正直、かなり疲れています。毎日なんとかこなしているって感じで、仕事が楽しいとは言えない状態です。
それは大変でしたね。研究によると、燃え尽き感が高い状態では、目標設定の工夫をしても幸福感に結びつきにくい可能性があります。まず疲弊をやわらげることが先決かもしれません。無理に「ワクワクする目標を見つけよう!」と焦らず、今できる小さなことから「これは少し面白いな」「これで誰かが助かるな」と感じる瞬間を探してみるくらいのペースでいいと思いますよ。
小さなことでもいいんですね。ちなみに、年齢によっても違いがあると聞いたんですが、どういうことですか?
面白い発見があって、この研究では24歳以上の人では目標を追いかける理由と幸福感の関連が見られたのに対し、24歳未満の若い人ではその関連がはっきりしなかったんです。研究者の考察では、年配の従業員の方が自分の好みに合わせて目標設定する柔軟性や裁量を持ちやすいのかもしれない、とされています。
なるほど。では私(30代)は、自分の好みに合わせて目標を設定しやすい立場ということですね。じゃあ、今日からできることって何かありますか?

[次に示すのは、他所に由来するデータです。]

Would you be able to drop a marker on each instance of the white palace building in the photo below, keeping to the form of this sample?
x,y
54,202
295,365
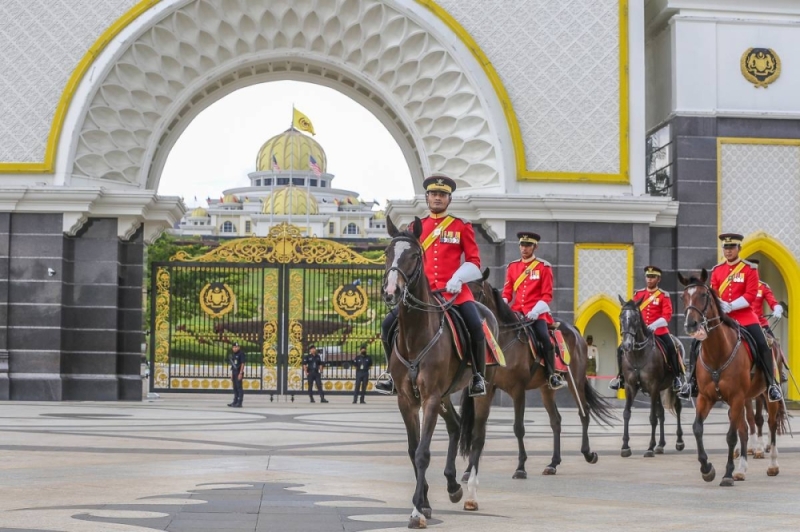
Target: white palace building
x,y
285,188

まとめると3つのことを意識してみてください。まず、今ある目標の中に「これは楽しい」「これで誰かが喜ぶ」という要素が少しでもないか探してみること。次に、自分の気持ちや希望を少しずつ言葉にする練習(アサーティブネスを育てること)をしてみること。そして、今は疲れているなら、まず休息を大切にして、エネルギーを取り戻すことを優先すること。小さな一歩からで大丈夫ですよ。
■ 今日のまとめ
- 目標を立てること自体より「なぜその目標を追うのか」という理由が幸福感と関連しており、喜びや利他心に基づく理由の方が幸福感との関連が強いことが研究で示されています。
- 自己主張できる力(アサーティブネス)が高く、燃え尽き感が低く、仕事への関与が高い人ほど、目標の理由と幸福感の関連が強くなることが分かっています。まずは自分の状態を整えることが大切です。
- 目標の中に「楽しさ」や「誰かの役に立つ感覚」を少しでも見つけようとする意識が、目標を自分ゴトにするための第一歩になりえます。
■ 出典・注意事項
- 出典:Ehrlich, C., Milston, S. 'Subgroup specific relations between the goal-striving reasons framework and subjective well-being.' Current Psychology (2023).
- 注意事項①:本研究は相関分析に基づいており、「喜びを理由にすれば幸福になれる」という因果関係を示すものではありません。
- 注意事項②:対象は職場の従業員であり、特定の職場文化や属性の影響を受けている可能性があります。すべての人・状況に同様の結果が当てはまるとは限りません。
- 注意事項③:年齢区分(24歳未満・以上)の解釈は研究者による考察であり、確定的な説明ではありません。